Born 24 February 1836 in Boston, Massachusetts
Died 29 September 1910 in Scarborough, Maine
Buried Mount Auburn Cemetery, Cambridge, Massachusetts
Elected 2 December 1865 at age twenty-nine
How can one characterize a nation, and what do the critics indicate when they call the art of Winslow Homer peculiarly American—for nothing could be more unlike our ordinary selves than was this man who loved solitude and secluded himself even from men of his own craft, and who was never so little alone as when alone? It is not the bustling, materialistic, dilettante American which was incarnate in him; perhaps he the better represented that which is essential.
Born in Boston the record of his life omits the items found in our common biographies; he was graduated from no college and indebted to no great teacher. Self-inspired he was self-taught, a statement scarcely modified by the fact that in 1859 he attended the night classes in the National Academy of Design in New York, working all day at his trade of lithographer to make two ends meet and to pay tuition fees. On the outbreak of the war he was sent by the Harpers to the front where he distinguished himself, attracting finally wide attention. He exhibited his first picture in 1863 and became an Academician in 1865. He studied in Paris in 1867 and exhibited in the Salon the same year and again in 1877, and frequently elsewhere. In 1866 he helped originate the Water Color Society. After these early successes he long secluded himself only at last to win the greater recognition. He thought figure pieces, particularly negro studies, his specialty, but his passion was the sea, its vastness, its mass, its motion, its life, its virility, its spirit responding to his soul. How then could his art be trifling, minute, delicate, effeminate, and do we not love to think its strength, massiveness, and confidence truly, immortally American?
George William Knox
1911 Century Association Yearbook
Homer was born in Boston in 1836, where his mother was a gifted amateur watercolorist and was his first teacher. Homer did not receive any formal art training, but began his art career as an apprentice for a commercial lithographer.
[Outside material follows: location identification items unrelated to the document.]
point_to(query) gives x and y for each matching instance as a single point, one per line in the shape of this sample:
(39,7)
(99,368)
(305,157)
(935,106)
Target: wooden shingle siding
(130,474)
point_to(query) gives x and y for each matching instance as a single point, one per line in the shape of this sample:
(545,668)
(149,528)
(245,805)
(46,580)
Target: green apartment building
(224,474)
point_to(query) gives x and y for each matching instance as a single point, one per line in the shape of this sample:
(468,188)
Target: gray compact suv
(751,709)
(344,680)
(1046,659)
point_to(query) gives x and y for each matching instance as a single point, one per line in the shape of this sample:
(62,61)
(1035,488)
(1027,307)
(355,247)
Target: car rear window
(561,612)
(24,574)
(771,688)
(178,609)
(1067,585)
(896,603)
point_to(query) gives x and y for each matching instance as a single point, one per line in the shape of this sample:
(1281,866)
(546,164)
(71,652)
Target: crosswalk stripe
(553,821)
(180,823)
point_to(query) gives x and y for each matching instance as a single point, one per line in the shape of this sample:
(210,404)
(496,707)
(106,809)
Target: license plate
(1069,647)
In the late 1850s he began creating line art drawings from photographs for Harper’s Weekly. At the time pictures were printed by “stamping” them from a large wood block. Some illustrations in Harper’s include his signature in the corner of the illustration; some were attributed to him by name in the caption, and others are believed to be his because of the distinct style of the drawing.
After the Civil War, Homer began a career as an artist, and painted several oils based on drawings he had done during the war. He went to France in 1867 and began painting landscapes, and by 1875 he stopped his work as a commercial lithographer, and focused on his painting. His 1872 painting Snap the Whip was very well received, and was displayed at the 1876 Centennial Exposition in Philadelphia.
Homer came to watercolors at the age of 37, already a mature artist. “You will see, in the future I will live by my watercolors,” he once remarked. As Robert Hughes commented, “. . . he did more than any other nineteenth-century American artist to establish watercolor as an important medium in this country. In structure and intensity, his best watercolors yield nothing to his larger paintings.”
In the 1880s he moved to Maine and began painting scenes of the sea and coast. While his early work captured the horror of the Civil War, towards the end of his life his paintings reflected the peace and serenity of the Maine Coast. Homer died at his studio in 1910. His Prout’s Neck studio is now owned by the Portland Museum of Art.